Глава 18 Глубинный страх
(Глазами Беатрис)
Несмотря на свое название, город Дыра был не таким уж плохим. Со столицей его, может, и не сравнить, но вот с остальными провинциальными городками округи - еще как, причем не в их пользу.
Дыра славилась великим множеством развлечений, начиная от кафешек и ресторанов и заканчивая аквапарками и пляжами. Но чего в ней было еще больше, так это волшебства. Что, впрочем, неудивительно, если брать во внимание ее историю.

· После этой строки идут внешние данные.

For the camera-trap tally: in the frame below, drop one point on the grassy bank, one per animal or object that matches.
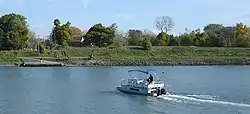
(164, 54)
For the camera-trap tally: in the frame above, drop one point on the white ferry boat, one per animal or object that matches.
(151, 86)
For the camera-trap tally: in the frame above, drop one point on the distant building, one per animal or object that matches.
(77, 41)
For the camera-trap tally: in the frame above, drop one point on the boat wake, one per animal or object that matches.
(200, 99)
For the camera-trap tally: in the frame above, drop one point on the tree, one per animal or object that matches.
(215, 35)
(135, 37)
(228, 34)
(61, 34)
(100, 36)
(32, 40)
(161, 39)
(164, 23)
(76, 32)
(242, 35)
(148, 34)
(13, 31)
(173, 41)
(146, 44)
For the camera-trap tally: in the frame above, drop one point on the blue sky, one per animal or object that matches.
(135, 14)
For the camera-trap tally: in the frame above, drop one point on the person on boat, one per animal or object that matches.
(150, 79)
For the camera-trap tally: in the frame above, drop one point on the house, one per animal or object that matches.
(77, 41)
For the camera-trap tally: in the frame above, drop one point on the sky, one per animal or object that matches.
(128, 14)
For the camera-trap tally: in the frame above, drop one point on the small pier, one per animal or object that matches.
(40, 63)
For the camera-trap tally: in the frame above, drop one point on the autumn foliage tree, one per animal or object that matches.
(61, 34)
(99, 35)
(13, 32)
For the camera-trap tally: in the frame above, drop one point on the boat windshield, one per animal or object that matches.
(142, 74)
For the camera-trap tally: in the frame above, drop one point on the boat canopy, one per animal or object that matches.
(149, 71)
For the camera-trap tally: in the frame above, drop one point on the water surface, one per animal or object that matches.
(91, 90)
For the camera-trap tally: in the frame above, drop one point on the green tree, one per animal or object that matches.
(61, 34)
(135, 37)
(13, 32)
(41, 49)
(32, 40)
(173, 41)
(242, 35)
(215, 35)
(164, 23)
(146, 44)
(100, 36)
(76, 32)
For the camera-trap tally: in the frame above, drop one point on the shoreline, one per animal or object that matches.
(137, 63)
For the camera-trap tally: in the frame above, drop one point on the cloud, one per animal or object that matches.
(85, 4)
(124, 16)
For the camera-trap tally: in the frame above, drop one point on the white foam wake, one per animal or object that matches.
(176, 97)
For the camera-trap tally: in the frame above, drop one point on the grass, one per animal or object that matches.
(180, 53)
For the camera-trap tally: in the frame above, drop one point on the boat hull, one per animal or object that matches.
(136, 91)
(132, 90)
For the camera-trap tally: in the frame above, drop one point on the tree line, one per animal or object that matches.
(15, 34)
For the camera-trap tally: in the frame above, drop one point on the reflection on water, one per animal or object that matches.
(91, 90)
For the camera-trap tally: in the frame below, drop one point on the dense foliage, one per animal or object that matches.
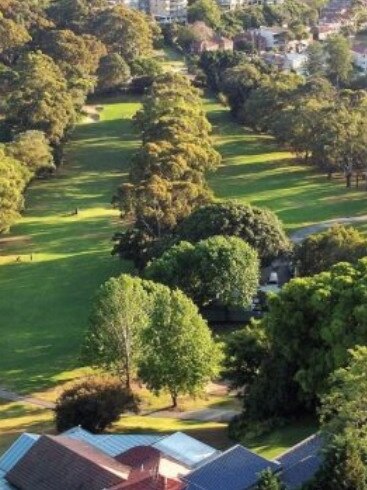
(344, 426)
(167, 177)
(141, 328)
(222, 270)
(94, 404)
(52, 55)
(318, 252)
(259, 227)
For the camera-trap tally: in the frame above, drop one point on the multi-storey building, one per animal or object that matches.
(167, 11)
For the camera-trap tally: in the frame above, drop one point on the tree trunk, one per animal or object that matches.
(174, 397)
(348, 179)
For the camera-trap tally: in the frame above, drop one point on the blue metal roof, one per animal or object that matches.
(235, 469)
(186, 449)
(4, 485)
(301, 462)
(16, 451)
(113, 444)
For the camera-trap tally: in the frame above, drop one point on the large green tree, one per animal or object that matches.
(259, 227)
(120, 312)
(219, 269)
(318, 252)
(179, 354)
(33, 150)
(40, 99)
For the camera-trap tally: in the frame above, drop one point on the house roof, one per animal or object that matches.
(235, 469)
(301, 462)
(4, 484)
(145, 458)
(186, 449)
(58, 462)
(16, 451)
(146, 481)
(113, 444)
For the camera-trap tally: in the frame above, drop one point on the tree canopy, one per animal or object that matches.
(219, 269)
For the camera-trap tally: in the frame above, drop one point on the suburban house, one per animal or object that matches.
(79, 460)
(216, 43)
(231, 4)
(359, 52)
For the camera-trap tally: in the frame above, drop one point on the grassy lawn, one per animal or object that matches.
(45, 302)
(254, 170)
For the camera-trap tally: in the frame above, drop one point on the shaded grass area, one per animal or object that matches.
(255, 171)
(53, 261)
(276, 442)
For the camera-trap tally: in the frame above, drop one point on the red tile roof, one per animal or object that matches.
(60, 463)
(143, 458)
(144, 480)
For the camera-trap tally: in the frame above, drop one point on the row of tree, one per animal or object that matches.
(167, 176)
(51, 58)
(142, 329)
(312, 116)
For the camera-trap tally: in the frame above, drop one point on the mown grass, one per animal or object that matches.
(256, 171)
(45, 299)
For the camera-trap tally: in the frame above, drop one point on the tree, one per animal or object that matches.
(269, 481)
(344, 424)
(343, 406)
(259, 227)
(219, 269)
(179, 354)
(93, 403)
(78, 56)
(206, 11)
(315, 64)
(12, 37)
(120, 312)
(40, 99)
(340, 59)
(125, 31)
(313, 322)
(113, 72)
(320, 251)
(33, 150)
(13, 180)
(245, 350)
(344, 465)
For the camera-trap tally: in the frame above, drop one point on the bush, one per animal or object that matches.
(320, 251)
(94, 404)
(259, 227)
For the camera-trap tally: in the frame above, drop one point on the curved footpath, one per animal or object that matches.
(300, 235)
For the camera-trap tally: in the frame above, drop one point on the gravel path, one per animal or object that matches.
(300, 235)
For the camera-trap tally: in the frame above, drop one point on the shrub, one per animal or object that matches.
(93, 403)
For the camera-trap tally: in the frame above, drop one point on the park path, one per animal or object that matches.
(299, 235)
(16, 397)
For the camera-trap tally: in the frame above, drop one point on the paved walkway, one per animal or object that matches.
(15, 397)
(303, 233)
(203, 415)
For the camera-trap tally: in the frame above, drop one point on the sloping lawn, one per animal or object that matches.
(53, 261)
(255, 171)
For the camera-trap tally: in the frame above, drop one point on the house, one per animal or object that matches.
(231, 4)
(78, 460)
(168, 11)
(359, 52)
(300, 463)
(216, 43)
(235, 469)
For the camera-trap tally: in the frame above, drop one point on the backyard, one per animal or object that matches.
(59, 253)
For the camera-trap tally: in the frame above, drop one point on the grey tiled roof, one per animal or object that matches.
(301, 462)
(235, 469)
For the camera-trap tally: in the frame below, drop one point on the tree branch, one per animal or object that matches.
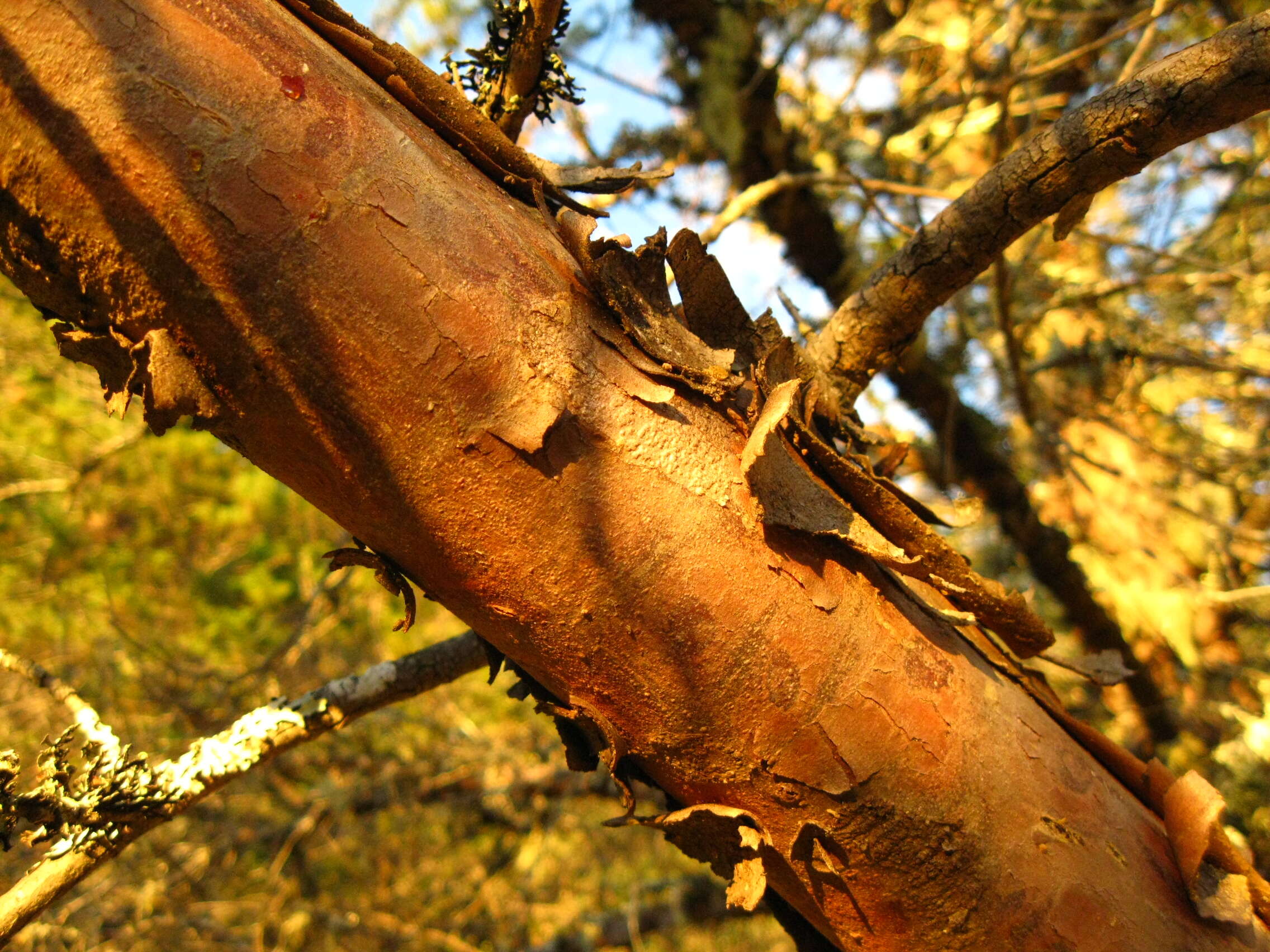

- В давние времена здесь было поселение шаманов, которые поклонялись богу Всякие-Проблемы-Решатусу, - вещала Виола, когда мы направлялись к площади, избрав в качестве транспорта собственные негнущиеся ноги. - Шаманы были довольно нечистоплотными, поэтому мусорили в своей деревне как только могли. Береста, банки, рваные лапти валялись на каждом углу. В один день мусора стало так много, что некоторые жители затерялись в нем, как в лесу. Тогда остальные пошли к богу и попросили его решить эту проблему. Уже на следующий день Всякие-Проблемы-Решатус создал около деревни бездонную яму, сказав, что шаманы могут выбросить в нее весь свой мусор. Так они и сделали. Однако один из них, по слухам самый глупый, кинул туда целый диван. Он застрял, тем самым образовав дно, и мусор перестал вмещаться. Просто достиг краев ямы и все. Шаманы решили, что Всякие-Проблемы-Решатус обманул их и пошли его убивать. Тот обиделся и навсегда покинул деревню. Шаманы сначала обрадовались, но скоро поняли, что самостоятельно не способны ничего решить и отправились на его поиски. На пути им повстречалось еще больше проблем. Тогда они уже не выдержали и решили совершить групповое самоубийство. То есть повеситься. Однако не смогли разобраться, как завязать узел на веревке и в отчаянии стали звать Всякие-Проблемы-Решатуса. Их крик разнесся по всему миру. Сам бог в то время делал педикюр. Он твердо решил, что отныне будет разбираться только в своих проблемах. Услышав голоса шаманов, Всякие-Проблемы-Решатус от неожиданности выронил пилочку для ногтей в море, над которым пролетал. Потеря вывела бога из себя. Он отыскал шаманов и обрушил на них свой гнев.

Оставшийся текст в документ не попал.